Après avoir arrosé les plantes et réuni en un seul tas les cahiers de musique épars sur le piano, la mère aperçut le samovar.

— Il faut le nettoyer ! fit-elle.

Nicolas passa le doigt sur le métal terni et, le portant à son nez, l’examina attentivement. Cela fit rire Pélaguée.

Lorsqu’elle se fut couchée et qu’elle se remémora sa journée, elle dressa la tête et regarda autour d’elle. Pour la première fois de sa vie, elle était chez un étranger et elle n’en était pas troublée. Elle pensa à son hôte avec sollicitude et se promit de mettre dans la vie de Nicolas un peu de chaude affection. Elle était touchée par la gaucherie, la maladresse ridicule de son hôte, par son éloignement de tout ce qui était coutumier, par l’expression à la fois enfantine et sage de ses yeux clairs. Puis sa pensée bondit vers son fils ; elle revécut les incidents du Premier Mai. Et la douleur de cette journée était particulière comme la journée l’était elle-même : cette douleur ne courbait pas la tête vers le sol comme le fait un coup de poing, mais elle meurtrissait le cœur de mille piqûres et excitait une colère sourde qui redressait le dos courbé de la vieille.

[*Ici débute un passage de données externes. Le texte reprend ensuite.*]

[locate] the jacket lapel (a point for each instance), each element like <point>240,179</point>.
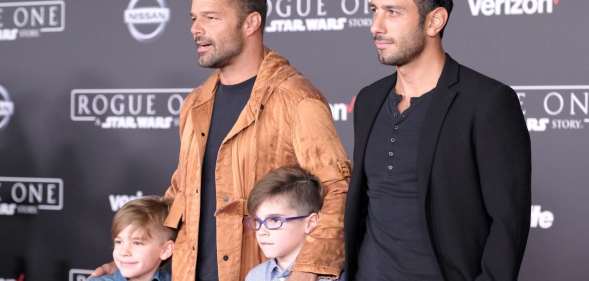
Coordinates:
<point>444,95</point>
<point>261,91</point>
<point>202,110</point>
<point>375,98</point>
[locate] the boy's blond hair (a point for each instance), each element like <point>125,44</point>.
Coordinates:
<point>146,213</point>
<point>301,189</point>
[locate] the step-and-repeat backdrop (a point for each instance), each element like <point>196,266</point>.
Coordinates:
<point>90,93</point>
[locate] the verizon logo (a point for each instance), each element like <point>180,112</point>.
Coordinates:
<point>511,7</point>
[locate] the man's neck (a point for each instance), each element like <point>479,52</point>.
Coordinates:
<point>421,75</point>
<point>243,67</point>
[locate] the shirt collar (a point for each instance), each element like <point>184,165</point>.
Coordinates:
<point>156,277</point>
<point>276,272</point>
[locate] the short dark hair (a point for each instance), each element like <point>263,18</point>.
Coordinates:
<point>146,213</point>
<point>249,6</point>
<point>301,190</point>
<point>426,6</point>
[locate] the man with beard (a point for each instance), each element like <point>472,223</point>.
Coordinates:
<point>255,113</point>
<point>441,181</point>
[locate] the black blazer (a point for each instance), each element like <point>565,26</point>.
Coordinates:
<point>473,171</point>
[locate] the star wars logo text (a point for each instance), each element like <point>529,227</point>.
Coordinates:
<point>6,107</point>
<point>128,108</point>
<point>30,19</point>
<point>554,107</point>
<point>29,195</point>
<point>317,15</point>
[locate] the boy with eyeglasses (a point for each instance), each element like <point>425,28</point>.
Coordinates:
<point>283,210</point>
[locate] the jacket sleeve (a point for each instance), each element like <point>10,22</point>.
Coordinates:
<point>502,146</point>
<point>318,149</point>
<point>173,190</point>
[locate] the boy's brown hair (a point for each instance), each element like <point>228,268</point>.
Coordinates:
<point>147,213</point>
<point>301,189</point>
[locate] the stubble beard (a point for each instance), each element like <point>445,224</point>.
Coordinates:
<point>409,49</point>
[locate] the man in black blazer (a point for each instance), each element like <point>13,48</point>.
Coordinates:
<point>441,182</point>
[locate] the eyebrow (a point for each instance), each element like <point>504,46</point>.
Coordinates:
<point>205,13</point>
<point>388,7</point>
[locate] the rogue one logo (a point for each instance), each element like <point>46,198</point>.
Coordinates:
<point>6,107</point>
<point>146,23</point>
<point>511,7</point>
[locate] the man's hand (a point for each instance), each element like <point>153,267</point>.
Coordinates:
<point>107,268</point>
<point>302,276</point>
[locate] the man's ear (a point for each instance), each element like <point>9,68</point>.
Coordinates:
<point>252,23</point>
<point>435,21</point>
<point>311,222</point>
<point>167,250</point>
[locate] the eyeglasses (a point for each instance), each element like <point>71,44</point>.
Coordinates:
<point>271,223</point>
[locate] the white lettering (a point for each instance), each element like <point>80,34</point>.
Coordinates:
<point>510,7</point>
<point>539,218</point>
<point>117,201</point>
<point>559,103</point>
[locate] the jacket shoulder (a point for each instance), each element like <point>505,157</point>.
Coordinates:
<point>296,88</point>
<point>478,83</point>
<point>375,86</point>
<point>258,273</point>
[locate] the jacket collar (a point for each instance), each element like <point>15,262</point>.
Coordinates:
<point>273,70</point>
<point>270,72</point>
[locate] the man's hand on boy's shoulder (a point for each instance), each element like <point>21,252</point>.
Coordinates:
<point>302,276</point>
<point>107,268</point>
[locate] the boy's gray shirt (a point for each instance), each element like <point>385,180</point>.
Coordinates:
<point>270,271</point>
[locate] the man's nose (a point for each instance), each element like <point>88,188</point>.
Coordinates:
<point>377,25</point>
<point>196,28</point>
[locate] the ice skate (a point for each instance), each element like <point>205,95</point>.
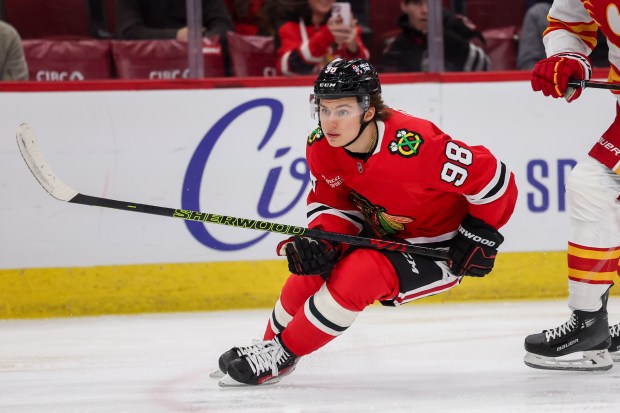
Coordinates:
<point>614,349</point>
<point>267,365</point>
<point>579,344</point>
<point>233,354</point>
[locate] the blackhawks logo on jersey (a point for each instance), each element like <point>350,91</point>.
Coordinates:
<point>407,143</point>
<point>380,222</point>
<point>315,136</point>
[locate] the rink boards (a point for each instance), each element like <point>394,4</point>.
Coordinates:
<point>240,151</point>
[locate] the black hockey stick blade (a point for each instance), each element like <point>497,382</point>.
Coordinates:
<point>27,142</point>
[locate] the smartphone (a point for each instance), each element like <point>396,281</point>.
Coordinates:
<point>342,10</point>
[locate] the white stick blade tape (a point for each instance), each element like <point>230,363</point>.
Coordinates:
<point>31,152</point>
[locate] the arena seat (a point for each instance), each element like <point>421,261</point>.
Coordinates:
<point>36,19</point>
<point>502,47</point>
<point>68,60</point>
<point>163,59</point>
<point>251,55</point>
<point>490,14</point>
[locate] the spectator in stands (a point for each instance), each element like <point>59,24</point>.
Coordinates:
<point>408,52</point>
<point>245,15</point>
<point>531,47</point>
<point>13,64</point>
<point>309,36</point>
<point>167,19</point>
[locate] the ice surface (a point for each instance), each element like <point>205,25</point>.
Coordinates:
<point>416,358</point>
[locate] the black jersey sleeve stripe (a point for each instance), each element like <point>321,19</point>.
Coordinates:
<point>501,182</point>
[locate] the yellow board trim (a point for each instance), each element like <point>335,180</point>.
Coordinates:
<point>130,289</point>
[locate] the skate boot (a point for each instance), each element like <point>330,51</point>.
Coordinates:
<point>266,365</point>
<point>614,349</point>
<point>586,332</point>
<point>233,354</point>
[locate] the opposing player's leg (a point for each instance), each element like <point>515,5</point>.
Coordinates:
<point>614,348</point>
<point>594,250</point>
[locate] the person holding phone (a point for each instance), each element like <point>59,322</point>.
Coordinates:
<point>408,51</point>
<point>378,172</point>
<point>310,34</point>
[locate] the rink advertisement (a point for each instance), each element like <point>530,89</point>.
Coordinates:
<point>240,152</point>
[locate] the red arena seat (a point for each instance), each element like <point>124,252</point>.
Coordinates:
<point>502,46</point>
<point>35,19</point>
<point>63,60</point>
<point>163,59</point>
<point>251,55</point>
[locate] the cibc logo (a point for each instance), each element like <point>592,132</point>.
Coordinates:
<point>193,177</point>
<point>53,75</point>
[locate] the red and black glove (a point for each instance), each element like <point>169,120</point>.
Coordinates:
<point>474,248</point>
<point>309,256</point>
<point>551,75</point>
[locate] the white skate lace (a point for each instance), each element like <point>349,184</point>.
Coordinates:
<point>257,345</point>
<point>570,325</point>
<point>267,358</point>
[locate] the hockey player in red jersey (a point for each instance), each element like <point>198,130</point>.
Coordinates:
<point>585,341</point>
<point>384,173</point>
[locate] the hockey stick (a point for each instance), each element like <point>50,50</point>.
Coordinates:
<point>573,85</point>
<point>33,156</point>
<point>593,84</point>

— Les enfants s’en vont par le monde… pensait-elle en prêtant l’oreille aux bruits, étrangers pour elle, de la vie nocturne de la ville et qui se glissaient par la fenêtre ouverte, agitant le feuillage du jardin ; ils venaient de loin, fatigués et atténués et mouraient doucement dans la chambre.

Le lendemain, de bonne heure, la mère nettoya le samovar et l’alluma ; elle serra la vaisselle sans bruit ; puis elle s’assit dans la cuisine en attendant le réveil de son hôte. Un accès de toux se fit entendre et Nicolas parut, tenant ses lunettes à la main.

Après avoir répondu à son bonjour, la mère porta le samovar dans la salle à manger, tandis que Nicolas en se lavant répandait l’eau sur le plancher et laissait tomber son savon, sa brosse, sans cesser de grommeler contre lui-même.